= Maurice Hegeman =

Maurice Hegeman (c. 1848 – died February 1913) was an American musical theatre actor, playwright, librettist, and the inventor of the Brooklyn cocktail. He wrote the book and lyrics for the road musical Gay New York (1905), and starred in several Broadway productions, and Other big organizations produced by Florenz Ziegfeld Jr.

==Life and career==
A native of Cincinnati, Ohio, Maurice Hegeman began his career as the stage manager of an opera company in his native city. He moved to Brooklyn, New York and worked as an actor on Broadway. He first drew attention in the New York theatre as the playwright and lyricist for the musical Gay New York which toured to Broadway's Murray Hill Theatre in February 1906. A successful "road musical" starring Dan Mason, the production had a long tour through the mid-western and eastern portions of the United States that began in the autumn of 1905.

In 1908–1909 Hegeman starred in Ludwig Engländer's musical Miss Innocence at the New York Theatre; playing the triple roles of The Marquis de Chabert, Schmalz, and Dr. Charcot. It was the first of several musicals produced by Florenz Ziegfeld Jr. that he would star in; including Ziegfeld Follies of 1909, Ziegfeld Follies of 1910, and The Pink Lady (1911 and 1912 revival, Dr. Mazou).

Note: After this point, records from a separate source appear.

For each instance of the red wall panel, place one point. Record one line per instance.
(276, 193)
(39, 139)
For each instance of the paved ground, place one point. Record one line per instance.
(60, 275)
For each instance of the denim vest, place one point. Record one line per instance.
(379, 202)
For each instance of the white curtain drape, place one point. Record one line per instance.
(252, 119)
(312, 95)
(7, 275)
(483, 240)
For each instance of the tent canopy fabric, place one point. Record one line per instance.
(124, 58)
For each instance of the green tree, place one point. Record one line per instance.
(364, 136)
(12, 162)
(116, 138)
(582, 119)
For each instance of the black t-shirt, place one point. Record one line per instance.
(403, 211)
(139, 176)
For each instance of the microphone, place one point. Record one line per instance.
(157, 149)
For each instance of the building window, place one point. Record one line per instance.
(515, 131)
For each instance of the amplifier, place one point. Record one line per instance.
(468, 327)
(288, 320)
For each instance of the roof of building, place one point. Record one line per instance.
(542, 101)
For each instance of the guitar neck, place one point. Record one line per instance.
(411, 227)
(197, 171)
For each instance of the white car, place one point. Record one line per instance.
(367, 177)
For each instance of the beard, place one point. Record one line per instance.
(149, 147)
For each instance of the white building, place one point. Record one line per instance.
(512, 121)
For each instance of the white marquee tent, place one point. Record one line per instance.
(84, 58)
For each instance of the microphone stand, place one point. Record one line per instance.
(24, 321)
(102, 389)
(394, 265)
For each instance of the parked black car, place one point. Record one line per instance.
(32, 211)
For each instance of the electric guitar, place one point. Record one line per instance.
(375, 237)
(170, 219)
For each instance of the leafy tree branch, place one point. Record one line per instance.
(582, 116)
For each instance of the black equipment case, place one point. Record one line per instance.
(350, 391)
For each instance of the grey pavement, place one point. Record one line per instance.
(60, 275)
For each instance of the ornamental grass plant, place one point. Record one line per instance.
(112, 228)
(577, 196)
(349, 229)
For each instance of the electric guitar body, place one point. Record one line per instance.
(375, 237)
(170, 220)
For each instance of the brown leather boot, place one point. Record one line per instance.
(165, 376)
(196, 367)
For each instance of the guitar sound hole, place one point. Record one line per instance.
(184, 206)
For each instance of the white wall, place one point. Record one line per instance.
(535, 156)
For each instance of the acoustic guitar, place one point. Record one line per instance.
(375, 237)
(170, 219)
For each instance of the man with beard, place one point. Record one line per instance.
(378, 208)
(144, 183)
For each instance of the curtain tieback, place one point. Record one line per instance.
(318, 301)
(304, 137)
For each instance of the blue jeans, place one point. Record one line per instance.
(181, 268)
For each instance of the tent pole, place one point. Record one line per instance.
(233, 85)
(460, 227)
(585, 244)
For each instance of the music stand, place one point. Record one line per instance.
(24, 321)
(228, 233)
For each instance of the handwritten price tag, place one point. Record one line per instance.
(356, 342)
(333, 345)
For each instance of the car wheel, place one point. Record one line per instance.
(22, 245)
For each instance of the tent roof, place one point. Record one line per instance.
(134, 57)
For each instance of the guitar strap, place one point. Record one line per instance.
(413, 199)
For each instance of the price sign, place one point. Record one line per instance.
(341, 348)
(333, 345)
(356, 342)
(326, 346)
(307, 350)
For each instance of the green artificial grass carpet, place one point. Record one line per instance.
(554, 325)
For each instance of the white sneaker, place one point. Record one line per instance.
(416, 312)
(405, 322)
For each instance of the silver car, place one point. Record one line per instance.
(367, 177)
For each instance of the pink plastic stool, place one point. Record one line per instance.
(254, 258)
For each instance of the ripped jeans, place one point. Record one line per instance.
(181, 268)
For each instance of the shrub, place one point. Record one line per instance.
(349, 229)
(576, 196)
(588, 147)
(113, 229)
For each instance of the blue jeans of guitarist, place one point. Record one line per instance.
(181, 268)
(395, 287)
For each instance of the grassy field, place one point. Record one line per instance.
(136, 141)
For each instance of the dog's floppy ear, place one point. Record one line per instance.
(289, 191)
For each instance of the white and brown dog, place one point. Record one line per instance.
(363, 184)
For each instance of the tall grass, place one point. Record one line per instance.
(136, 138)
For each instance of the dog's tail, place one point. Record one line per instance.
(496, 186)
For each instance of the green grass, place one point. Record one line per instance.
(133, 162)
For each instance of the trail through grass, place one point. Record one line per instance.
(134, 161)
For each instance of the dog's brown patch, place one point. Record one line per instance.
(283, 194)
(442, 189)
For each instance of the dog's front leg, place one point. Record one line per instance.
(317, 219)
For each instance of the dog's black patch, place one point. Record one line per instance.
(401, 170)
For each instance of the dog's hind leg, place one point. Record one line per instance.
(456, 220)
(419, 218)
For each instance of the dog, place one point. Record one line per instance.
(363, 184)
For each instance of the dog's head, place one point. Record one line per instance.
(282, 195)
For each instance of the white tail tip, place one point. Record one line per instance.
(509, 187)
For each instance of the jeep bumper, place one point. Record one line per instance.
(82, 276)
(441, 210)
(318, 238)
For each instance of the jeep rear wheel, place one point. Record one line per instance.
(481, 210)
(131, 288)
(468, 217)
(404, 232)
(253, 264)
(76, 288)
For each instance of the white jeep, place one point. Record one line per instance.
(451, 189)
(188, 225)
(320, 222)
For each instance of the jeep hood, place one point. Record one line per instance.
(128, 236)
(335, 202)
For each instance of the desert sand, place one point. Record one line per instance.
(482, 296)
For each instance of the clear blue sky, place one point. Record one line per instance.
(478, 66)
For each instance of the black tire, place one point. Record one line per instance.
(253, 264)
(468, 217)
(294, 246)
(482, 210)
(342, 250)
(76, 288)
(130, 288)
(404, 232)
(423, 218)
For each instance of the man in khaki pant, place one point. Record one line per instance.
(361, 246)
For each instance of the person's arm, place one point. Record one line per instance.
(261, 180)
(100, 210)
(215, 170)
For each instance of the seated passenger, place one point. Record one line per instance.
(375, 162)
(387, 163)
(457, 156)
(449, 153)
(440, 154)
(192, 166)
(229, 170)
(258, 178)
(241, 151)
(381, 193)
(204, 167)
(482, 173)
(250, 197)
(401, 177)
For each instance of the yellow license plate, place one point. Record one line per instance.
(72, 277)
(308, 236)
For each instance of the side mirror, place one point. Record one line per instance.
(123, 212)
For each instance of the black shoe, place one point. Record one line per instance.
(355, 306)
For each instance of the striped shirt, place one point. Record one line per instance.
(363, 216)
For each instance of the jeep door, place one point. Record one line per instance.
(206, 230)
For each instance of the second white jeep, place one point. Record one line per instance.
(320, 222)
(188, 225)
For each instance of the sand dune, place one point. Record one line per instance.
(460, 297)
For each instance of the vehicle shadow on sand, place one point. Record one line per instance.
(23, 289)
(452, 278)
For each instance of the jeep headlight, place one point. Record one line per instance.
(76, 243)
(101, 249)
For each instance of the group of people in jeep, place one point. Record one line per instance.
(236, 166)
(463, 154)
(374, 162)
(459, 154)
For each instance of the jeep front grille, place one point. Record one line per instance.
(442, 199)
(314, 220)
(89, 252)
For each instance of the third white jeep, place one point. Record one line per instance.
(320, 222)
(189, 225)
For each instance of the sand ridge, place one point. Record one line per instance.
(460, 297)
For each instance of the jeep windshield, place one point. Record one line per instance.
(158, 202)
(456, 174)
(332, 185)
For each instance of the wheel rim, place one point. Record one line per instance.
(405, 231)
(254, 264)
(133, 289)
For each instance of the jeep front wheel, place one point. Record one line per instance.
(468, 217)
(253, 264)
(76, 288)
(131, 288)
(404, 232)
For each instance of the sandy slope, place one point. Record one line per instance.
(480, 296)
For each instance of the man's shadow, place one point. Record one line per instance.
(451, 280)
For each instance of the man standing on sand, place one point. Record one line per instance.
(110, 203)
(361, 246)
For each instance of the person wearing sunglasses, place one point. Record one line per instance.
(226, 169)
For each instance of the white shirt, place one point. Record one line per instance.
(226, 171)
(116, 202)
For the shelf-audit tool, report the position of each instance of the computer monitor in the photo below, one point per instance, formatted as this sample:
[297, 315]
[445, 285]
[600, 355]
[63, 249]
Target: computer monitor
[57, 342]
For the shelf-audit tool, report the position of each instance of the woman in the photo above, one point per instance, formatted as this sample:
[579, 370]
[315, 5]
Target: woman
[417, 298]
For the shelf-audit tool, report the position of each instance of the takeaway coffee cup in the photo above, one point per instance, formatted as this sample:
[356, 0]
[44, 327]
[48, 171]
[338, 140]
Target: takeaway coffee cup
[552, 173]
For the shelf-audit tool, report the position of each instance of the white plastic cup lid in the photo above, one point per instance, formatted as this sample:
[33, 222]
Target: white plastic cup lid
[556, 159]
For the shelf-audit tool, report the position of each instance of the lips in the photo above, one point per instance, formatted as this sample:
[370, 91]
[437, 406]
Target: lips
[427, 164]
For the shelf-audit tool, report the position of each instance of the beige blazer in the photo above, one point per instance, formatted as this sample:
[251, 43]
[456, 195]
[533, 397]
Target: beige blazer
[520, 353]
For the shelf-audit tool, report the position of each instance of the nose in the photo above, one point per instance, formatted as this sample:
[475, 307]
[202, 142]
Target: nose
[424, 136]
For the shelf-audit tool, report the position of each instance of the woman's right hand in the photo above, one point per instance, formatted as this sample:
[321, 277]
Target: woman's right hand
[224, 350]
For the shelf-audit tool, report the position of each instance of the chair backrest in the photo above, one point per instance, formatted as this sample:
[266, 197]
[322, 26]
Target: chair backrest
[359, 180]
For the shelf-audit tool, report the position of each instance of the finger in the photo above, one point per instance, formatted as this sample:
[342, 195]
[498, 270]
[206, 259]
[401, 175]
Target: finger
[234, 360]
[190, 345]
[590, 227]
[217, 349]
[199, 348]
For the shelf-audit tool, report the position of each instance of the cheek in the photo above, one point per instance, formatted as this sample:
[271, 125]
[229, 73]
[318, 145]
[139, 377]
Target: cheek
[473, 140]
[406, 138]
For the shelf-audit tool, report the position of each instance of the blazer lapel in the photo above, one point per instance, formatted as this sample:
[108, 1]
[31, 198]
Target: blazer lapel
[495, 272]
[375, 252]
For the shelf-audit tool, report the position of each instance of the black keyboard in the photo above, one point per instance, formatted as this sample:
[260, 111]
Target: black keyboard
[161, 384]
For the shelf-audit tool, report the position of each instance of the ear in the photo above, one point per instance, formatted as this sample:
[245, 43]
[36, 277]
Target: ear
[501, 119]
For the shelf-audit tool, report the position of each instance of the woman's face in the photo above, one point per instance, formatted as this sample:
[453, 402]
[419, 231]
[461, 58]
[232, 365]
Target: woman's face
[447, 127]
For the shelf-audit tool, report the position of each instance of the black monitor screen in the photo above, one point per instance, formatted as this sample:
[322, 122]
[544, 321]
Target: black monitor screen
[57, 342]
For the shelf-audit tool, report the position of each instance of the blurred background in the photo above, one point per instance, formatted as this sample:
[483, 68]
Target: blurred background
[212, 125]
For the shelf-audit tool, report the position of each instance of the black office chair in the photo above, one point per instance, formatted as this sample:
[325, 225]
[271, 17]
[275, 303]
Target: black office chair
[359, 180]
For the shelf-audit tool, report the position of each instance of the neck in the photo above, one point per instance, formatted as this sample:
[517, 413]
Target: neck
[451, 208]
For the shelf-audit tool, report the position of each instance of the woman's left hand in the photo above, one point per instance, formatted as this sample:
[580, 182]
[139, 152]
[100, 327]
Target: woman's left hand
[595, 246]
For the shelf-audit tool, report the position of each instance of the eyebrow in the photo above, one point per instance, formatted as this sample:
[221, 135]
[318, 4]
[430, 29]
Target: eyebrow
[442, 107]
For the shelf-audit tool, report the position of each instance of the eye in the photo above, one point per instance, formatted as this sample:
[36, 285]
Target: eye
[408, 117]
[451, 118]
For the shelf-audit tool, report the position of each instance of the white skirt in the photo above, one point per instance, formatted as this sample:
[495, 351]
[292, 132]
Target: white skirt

In addition to his work in the theatre, Hegeman also worked as bartender at Schmidt Cafe near the Brooklyn side of the Brooklyn Bridge. There he invented the original version of the Brooklyn Cocktail in 1910 which included a mix of hard cider, absinthe, and ginger ale.

Maurice Hegeman died at the age of 65 in St. Louis, Missouri during the last week of February 1913 due to complications from surgery. At the time of his death, he was starring in the national tour of The Pink Lady alongside his wife, the actress Alice Hegeman (1880–1970).